APT could be easily adapted to magnetic and polystyrene bead assays, conventional ELISAs, and multiplex assays, so it is possible to achieve two major lines of quick and sensitive assay development: 1. MPEIAs read with appropriate absorbance readers, and 2. Multiplex ELISAs read with appropriate imagers (e.g., with a high-resolution chemiluminescence readers for printed microtiter plates)
[19][20].
Developing new immunoassays is important for situations such as the infection outbreaks due to the possibility to design—in a relatively short time—quick, inexpensive, and simple assays that could be automated to obtain medium/high throughput screenings of particular binders, peptide motifs, and antibodies, etc. If carefully selected, such laboratory techniques enable the experimental application of different laboratory procedures which, depending on the experimental design, may be used for:
-
selection of different targets and evaluation of complementary (sense–antisense) peptide binding;
-
quantification of specific antibodies, peptides, and proteins;
-
design of MPEIAs and Multiplex ELISAs tailored for a specific purpose.
The benefits of APT outweigh the costs of medium/high throughput screening and random peptide libraries and could lead to considerable savings in time and money.
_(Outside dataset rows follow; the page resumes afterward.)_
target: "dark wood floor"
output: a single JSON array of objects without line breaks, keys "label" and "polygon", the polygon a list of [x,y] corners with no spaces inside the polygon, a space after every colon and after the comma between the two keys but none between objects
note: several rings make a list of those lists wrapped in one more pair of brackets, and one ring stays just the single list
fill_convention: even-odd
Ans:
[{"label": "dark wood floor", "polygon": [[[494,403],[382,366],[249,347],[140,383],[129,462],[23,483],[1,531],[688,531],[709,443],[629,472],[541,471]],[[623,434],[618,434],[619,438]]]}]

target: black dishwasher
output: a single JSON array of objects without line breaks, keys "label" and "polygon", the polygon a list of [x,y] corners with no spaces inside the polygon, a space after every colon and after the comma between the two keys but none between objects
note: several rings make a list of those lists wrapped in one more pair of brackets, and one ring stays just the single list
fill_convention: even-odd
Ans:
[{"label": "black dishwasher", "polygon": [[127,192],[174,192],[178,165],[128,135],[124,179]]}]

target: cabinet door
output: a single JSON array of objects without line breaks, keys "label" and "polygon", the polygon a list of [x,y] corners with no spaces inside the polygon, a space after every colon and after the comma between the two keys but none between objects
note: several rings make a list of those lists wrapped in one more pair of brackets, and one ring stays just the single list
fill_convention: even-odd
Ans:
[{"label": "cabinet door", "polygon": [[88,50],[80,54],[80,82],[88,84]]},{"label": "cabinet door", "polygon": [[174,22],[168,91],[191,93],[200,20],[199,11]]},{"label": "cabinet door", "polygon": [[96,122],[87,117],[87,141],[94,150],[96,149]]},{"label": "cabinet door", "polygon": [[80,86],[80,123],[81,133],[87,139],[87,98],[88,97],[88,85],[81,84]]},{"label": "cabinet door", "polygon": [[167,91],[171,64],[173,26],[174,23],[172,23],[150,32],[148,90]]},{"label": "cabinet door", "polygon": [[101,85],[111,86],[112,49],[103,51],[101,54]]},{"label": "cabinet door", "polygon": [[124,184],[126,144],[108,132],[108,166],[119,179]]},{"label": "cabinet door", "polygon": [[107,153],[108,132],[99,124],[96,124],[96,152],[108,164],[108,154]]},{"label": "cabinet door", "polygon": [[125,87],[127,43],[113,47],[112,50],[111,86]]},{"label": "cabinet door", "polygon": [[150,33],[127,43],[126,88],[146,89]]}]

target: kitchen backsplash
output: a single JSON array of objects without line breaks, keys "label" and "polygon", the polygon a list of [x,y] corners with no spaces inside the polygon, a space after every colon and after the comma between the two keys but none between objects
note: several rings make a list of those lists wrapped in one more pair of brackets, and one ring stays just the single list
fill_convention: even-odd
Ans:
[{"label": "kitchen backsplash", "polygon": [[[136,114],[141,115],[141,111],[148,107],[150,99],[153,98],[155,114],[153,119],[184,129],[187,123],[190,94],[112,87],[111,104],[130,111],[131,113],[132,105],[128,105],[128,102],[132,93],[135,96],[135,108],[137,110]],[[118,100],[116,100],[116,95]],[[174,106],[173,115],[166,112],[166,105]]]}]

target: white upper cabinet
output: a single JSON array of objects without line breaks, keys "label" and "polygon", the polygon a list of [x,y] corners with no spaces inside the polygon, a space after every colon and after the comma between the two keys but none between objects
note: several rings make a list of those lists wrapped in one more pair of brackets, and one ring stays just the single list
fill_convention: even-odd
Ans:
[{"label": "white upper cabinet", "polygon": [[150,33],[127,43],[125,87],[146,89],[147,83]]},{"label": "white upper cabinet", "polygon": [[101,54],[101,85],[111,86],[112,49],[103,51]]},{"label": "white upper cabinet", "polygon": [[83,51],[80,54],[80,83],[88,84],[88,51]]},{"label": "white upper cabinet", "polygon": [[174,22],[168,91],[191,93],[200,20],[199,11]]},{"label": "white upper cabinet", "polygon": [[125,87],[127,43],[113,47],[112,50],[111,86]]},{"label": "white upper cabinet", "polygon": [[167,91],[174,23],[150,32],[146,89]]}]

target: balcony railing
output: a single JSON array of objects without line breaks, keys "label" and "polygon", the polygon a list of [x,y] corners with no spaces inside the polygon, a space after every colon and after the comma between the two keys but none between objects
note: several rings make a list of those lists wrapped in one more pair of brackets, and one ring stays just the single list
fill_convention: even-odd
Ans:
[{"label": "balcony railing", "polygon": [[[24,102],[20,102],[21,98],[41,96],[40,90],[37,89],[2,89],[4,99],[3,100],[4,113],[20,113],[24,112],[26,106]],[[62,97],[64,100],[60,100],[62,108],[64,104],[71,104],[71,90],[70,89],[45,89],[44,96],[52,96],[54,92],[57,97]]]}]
Practical applications and benefits of APT application are:
-
Quick design and validation of the complementary ligands and acceptors;
-
Computational validation and virtual screening of different protein and peptide structures;
-
Rationalization of peptide library screening;
-
The tests can be produced in a short period of time;
-
The tests will be made composite (according to the LEGO principle) and will consist of less expensive and commercially available components;
-
The time required to obtain results is shorter (since no antibody production is needed);
-
The test enables large quantity sample testing using standard laboratory equipment (since it does not require special reagents or complicated sampling processing);
-
The tests are likely to prove important for the investigation of the immune response, disease pathogenesis, and clinical outcome of different infections;
-
Designed antisense peptides (and anti-antisenses
[21]) may also provide a basis for further development of vaccines and lead compounds for different diseases;
-
Detection of mutant strains is quicker since new antisense peptide motifs could be synthesized, evaluated for binding, and easily linked to magnetic particles in a short period of time, which avoids the antibody production process;
-
A green chemistry approach significantly reduces or avoids the loss of animal life.